Category Archives: C++

C++17: Lambdas

C++ has supported lambda functions since C++11, and post-C++14 even supported generic lambdas. C++17 adds a quirky feature to enable ‘copy capture’ of ‘this’. Here’s an example of it in action:

struct MyStruct
{
    auto lambda_with_this() // Before C++17, copies this pointer
    {
        auto f = [this]{ return value; };
        return f;
    }
    
    auto lambda_with_star_this() // C++17 - takes a local copy of *this
    {
        auto f = [*this]{ return value; };
        return f;
    }
    
    int value;
};

TEST( Cpp17, lambda_capture_this )
{
    MyStruct s{ 42 };
    auto f = s.lambda_with_this();
    s.value = 101;
    EXPECT_EQ( 101, f() );
}

TEST( Cpp17, lambda_capture_star_this )
{
    MyStruct s{ 42 };
    auto f = s.lambda_with_star_this();
    s.value = 101;
    EXPECT_EQ( 42, f() );
}

Notice that in the second case, we capture a copy of our object – so the lambda returns the value held at the point of capture (42) rather than the value when it is called (101). This can be very important if ‘this’ has been destroyed between the creation of the lambda and the time at which it’s called.

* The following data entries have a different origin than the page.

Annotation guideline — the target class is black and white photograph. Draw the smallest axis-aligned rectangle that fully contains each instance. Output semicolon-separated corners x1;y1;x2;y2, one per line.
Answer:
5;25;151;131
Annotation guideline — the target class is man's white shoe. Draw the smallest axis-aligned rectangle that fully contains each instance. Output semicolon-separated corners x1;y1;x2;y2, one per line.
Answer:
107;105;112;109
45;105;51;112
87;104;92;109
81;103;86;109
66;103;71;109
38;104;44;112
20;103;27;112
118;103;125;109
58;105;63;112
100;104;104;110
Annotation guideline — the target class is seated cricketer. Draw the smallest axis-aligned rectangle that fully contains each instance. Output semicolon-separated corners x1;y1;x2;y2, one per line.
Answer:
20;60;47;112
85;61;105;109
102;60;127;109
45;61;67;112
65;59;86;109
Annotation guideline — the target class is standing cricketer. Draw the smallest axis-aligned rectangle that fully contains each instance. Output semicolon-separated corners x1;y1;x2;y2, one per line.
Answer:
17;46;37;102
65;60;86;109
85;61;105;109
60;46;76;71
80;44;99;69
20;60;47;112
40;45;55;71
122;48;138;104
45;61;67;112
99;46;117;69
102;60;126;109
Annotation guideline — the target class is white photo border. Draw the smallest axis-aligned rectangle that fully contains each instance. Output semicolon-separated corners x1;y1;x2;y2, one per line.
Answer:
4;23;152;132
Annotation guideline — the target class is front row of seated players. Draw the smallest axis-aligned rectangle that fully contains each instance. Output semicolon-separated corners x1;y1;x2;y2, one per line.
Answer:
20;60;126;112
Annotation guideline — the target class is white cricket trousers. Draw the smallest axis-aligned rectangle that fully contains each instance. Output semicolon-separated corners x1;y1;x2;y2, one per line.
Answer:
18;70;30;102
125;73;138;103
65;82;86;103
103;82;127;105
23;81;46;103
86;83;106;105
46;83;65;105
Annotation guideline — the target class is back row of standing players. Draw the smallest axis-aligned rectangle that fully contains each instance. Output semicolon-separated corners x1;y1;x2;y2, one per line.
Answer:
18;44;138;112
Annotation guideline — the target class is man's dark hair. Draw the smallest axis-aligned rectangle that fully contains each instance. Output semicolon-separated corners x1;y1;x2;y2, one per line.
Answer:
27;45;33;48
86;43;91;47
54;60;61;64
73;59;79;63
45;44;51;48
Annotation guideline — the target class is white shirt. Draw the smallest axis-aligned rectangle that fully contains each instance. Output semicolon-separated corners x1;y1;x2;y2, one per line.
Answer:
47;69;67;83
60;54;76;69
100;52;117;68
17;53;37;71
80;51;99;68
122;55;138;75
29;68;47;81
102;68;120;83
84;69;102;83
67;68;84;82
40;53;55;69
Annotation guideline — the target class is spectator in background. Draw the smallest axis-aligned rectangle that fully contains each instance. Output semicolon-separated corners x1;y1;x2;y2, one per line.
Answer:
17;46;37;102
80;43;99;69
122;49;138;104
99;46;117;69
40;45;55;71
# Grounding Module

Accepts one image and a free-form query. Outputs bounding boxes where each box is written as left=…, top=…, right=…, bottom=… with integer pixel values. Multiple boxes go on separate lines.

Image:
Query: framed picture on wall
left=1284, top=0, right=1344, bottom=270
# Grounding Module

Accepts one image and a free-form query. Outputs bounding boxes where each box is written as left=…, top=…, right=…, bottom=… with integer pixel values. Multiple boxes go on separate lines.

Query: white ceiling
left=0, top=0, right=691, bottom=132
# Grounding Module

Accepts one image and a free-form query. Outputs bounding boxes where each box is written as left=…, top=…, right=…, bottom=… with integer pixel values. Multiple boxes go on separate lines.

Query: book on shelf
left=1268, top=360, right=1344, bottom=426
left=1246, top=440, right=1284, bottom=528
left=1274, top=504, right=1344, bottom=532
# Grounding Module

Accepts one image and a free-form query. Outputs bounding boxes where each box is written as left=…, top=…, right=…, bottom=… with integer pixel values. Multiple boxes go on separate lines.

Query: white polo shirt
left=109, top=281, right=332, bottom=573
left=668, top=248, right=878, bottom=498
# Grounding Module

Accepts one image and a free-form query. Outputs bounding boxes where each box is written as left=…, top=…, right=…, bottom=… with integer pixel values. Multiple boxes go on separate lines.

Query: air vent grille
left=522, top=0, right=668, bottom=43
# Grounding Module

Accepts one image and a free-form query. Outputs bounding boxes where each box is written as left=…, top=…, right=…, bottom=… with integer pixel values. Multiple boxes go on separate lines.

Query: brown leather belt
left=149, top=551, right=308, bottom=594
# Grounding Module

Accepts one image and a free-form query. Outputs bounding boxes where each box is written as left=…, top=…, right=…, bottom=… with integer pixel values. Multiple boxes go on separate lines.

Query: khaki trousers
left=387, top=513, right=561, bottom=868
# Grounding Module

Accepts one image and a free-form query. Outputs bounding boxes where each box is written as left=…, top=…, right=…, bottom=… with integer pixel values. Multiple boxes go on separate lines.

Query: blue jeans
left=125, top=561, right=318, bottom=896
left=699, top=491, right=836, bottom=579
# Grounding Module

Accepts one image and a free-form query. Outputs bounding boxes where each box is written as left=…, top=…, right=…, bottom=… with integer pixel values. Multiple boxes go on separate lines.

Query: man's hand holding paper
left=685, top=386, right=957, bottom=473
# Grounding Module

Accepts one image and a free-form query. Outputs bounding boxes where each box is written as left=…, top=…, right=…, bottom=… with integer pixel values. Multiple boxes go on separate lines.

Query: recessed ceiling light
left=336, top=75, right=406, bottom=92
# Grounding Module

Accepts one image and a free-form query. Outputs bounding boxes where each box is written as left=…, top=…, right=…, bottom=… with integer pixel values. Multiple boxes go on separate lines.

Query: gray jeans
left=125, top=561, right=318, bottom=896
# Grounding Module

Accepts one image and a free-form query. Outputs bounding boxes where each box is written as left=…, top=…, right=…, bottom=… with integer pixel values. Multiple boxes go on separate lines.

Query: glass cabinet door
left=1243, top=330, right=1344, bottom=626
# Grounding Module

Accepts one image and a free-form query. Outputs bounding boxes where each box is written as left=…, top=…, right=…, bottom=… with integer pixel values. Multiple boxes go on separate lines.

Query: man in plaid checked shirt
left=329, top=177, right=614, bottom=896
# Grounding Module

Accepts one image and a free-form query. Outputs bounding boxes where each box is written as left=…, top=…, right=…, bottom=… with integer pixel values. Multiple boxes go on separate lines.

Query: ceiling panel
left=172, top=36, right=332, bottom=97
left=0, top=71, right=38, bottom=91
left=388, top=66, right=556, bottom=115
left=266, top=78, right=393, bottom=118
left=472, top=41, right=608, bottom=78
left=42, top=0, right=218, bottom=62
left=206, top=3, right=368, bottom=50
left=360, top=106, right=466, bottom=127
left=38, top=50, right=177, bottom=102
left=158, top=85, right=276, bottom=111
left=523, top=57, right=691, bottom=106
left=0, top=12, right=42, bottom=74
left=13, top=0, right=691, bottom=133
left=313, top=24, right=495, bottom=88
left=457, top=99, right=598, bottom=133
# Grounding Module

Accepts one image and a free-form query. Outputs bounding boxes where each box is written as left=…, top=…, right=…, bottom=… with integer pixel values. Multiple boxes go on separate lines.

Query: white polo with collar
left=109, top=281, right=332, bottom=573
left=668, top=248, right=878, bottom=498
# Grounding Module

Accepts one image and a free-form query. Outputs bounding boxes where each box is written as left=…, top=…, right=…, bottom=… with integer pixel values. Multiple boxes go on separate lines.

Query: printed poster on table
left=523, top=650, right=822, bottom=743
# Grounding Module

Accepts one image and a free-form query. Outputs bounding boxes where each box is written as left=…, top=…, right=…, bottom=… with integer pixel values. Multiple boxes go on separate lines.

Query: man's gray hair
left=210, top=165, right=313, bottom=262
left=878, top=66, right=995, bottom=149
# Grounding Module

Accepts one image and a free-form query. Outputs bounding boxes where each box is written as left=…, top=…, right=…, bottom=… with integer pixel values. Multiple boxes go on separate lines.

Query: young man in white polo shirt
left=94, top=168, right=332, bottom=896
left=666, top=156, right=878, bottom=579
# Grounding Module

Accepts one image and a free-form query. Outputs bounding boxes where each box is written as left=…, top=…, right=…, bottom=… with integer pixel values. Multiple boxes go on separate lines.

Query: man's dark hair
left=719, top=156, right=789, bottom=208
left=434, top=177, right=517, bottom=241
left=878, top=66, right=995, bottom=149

Now, C++14 also supported generalised lambda capture, which meant you could (re-)name variables when capturing (and provided a neat way to capture-by-move):

    auto f = [tmp = *this]{ return tmp.value; };

But the C++17 code is more concise. See this useful StackOverflow post for more discussion.

Another advance in C++17 is that lambdas are implicitly constexpr – so you can now use them in compile-time contexts, like declaration of std::array:

// lambda explicitly constexpr since C++17
auto square = []( auto v ){ return v*v; }; 

TEST( Cpp17, lambda_implicitly_constexpr )
{
    // std::array calls 'square()' at compile time
    std::array<int, square(4)> values; 
    EXPECT_EQ( 16, values.size() );
}

See also the previous C++17 post.

Leave a comment

Filed under C++, C++ Code, Programming

C++17: Nested Namespaces

Another crowd-pleaser in C++17 is the ability to declared nested namespaces without literally nesting them. In the past, you had to do this, which involves a lot of wasted whitespace:

namespace NestedNamespaces
{
    namespace Really
    {
        namespace Work
        {
            auto return_int(){ return 42; };
        }
    }
}

Happily, you can now do this instead:

namespace NestedNamespaces::Really::Work
{
    auto return_int(){ return 42; };
}

TEST( Cpp17, nested_namespaces )
{
    EXPECT_EQ( 42, NestedNamespaces::Really::Work::return_int() );
}

See also previous C++17 post.

1 Comment

Filed under C++, C++ Code, Programming

C++17: Structured Bindings

This is one of a series of posts on C++17 features – see also previous post on if initialisers.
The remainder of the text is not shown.